When wanting to monitor the condition of your containers using Nagios there are some really nice features you can enable to check that your containers are up, not abusing the cpu etc. But wouldn’t it be nice to check out what’s going on inside the container too?

By using the Nagios plugin check_docker.py we are able to ping a query to the docker API to find out the condition of the containers. It will return our expected Nagios messages so we can actively monitor the states.

The plugin does require the docker API to be enabled on the docker host.
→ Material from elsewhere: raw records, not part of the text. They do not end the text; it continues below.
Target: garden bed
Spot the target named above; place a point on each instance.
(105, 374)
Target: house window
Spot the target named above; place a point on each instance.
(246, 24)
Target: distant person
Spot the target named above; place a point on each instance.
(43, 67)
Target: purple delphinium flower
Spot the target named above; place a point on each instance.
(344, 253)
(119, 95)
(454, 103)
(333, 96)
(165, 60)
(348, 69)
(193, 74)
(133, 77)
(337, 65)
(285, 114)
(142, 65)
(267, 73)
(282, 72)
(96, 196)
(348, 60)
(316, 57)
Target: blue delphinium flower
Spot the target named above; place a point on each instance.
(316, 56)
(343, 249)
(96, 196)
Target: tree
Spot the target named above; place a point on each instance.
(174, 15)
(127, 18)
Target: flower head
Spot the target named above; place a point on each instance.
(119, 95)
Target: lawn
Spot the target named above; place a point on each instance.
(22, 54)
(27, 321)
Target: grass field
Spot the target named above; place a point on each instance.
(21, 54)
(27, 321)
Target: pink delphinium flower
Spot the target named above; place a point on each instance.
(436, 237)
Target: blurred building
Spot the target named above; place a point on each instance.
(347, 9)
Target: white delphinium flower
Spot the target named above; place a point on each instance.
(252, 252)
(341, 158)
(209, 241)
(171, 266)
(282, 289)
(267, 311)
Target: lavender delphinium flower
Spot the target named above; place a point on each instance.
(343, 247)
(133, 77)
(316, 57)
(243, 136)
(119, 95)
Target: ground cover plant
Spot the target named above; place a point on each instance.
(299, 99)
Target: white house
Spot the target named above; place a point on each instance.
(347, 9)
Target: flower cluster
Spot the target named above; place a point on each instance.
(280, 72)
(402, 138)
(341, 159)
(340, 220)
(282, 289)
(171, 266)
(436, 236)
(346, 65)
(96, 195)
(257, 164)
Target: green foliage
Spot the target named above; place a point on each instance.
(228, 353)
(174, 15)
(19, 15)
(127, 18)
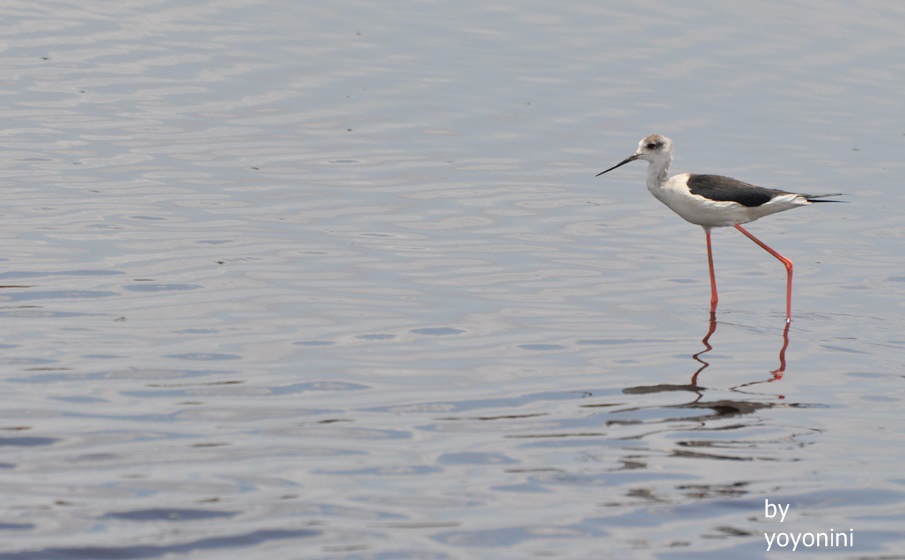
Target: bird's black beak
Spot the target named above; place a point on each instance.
(620, 164)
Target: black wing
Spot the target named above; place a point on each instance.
(727, 189)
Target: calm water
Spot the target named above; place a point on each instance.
(336, 280)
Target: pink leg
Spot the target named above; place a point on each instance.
(786, 262)
(714, 298)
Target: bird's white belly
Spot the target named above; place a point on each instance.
(702, 211)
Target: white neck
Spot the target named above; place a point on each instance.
(657, 173)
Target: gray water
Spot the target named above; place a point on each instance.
(336, 280)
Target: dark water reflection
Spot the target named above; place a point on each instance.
(290, 280)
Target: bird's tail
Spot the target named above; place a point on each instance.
(822, 197)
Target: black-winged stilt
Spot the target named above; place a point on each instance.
(715, 201)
When running it can return all kinds of useful json data about our containers.

To enable the Docker API I followed this guide, but on my distro (Debian Buster) had to look in /usr/lib/systemd/system for my docker.service file.

I created the folder docker.service.d and created the file override.conf within it, that just contained:

ExecStart=/usr/bin/dockerd -H fd:// -H tcp:// --containerd=/run/containerd/containerd.sock

Now I can visithttp://localhost:2376/containers/json?all=true in a browser and see all the juicy docker data.
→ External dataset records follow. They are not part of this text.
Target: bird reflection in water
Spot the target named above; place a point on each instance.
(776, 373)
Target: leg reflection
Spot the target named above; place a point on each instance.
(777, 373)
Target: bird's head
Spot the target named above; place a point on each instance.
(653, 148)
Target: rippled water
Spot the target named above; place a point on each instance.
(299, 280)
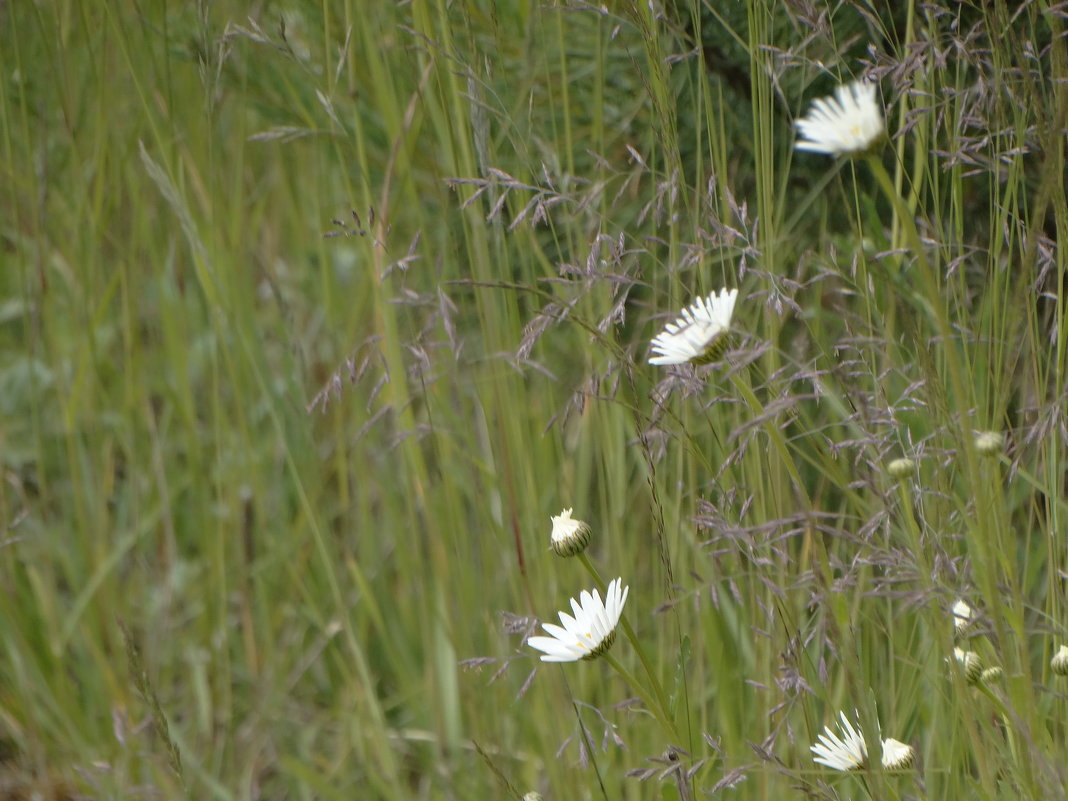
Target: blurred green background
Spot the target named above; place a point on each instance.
(312, 315)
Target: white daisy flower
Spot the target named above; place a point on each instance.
(963, 615)
(841, 753)
(970, 662)
(590, 632)
(849, 752)
(845, 124)
(569, 536)
(896, 755)
(699, 334)
(1059, 662)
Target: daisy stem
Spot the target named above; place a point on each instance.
(660, 706)
(654, 704)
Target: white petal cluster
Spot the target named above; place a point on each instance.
(847, 123)
(1059, 662)
(849, 751)
(962, 617)
(590, 632)
(896, 755)
(696, 331)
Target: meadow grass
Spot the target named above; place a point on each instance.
(313, 315)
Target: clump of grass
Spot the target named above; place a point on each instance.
(311, 455)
With the API now active I can install and use the Nagios plugin. You can even run it from a non-Nagios system at the command line and try it out.

$ /usr/local/bin/check_docker --connection localhost:2376 --containers standby master --status running

OK: master status is running; OK: standby status is running

But what about inside the container?

Using our docker-compose.yml file we can add in the checks we want run inside the container. If any of them fail and return a bad result using the Nagios plugin with the --health flag will pickup on any of our internal failings.

docker-compose.yml – services

  container_name: master
  image: postgres:10
    - ./master/data:/var/lib/postgresql/data
  restart: always
    - 5432:5432
    test: [ "CMD", "pg_isready", "-q", "-d", "postgres"]
      timeout: 45s
      interval: 10s
      retries: 10

By adding in a health check section I can cause docker to carry out periodic testing inside the container and pass the result out to my Nagios plugin when it checks.

$ /usr/local/bin/check_docker --connection localhost:2376 --containers standby master --health

OK: standby is healthy; OK: master is healthy

You’ll obviously want to get more creative than the example here, but this lets me know that PostgreSQL is doing what it should.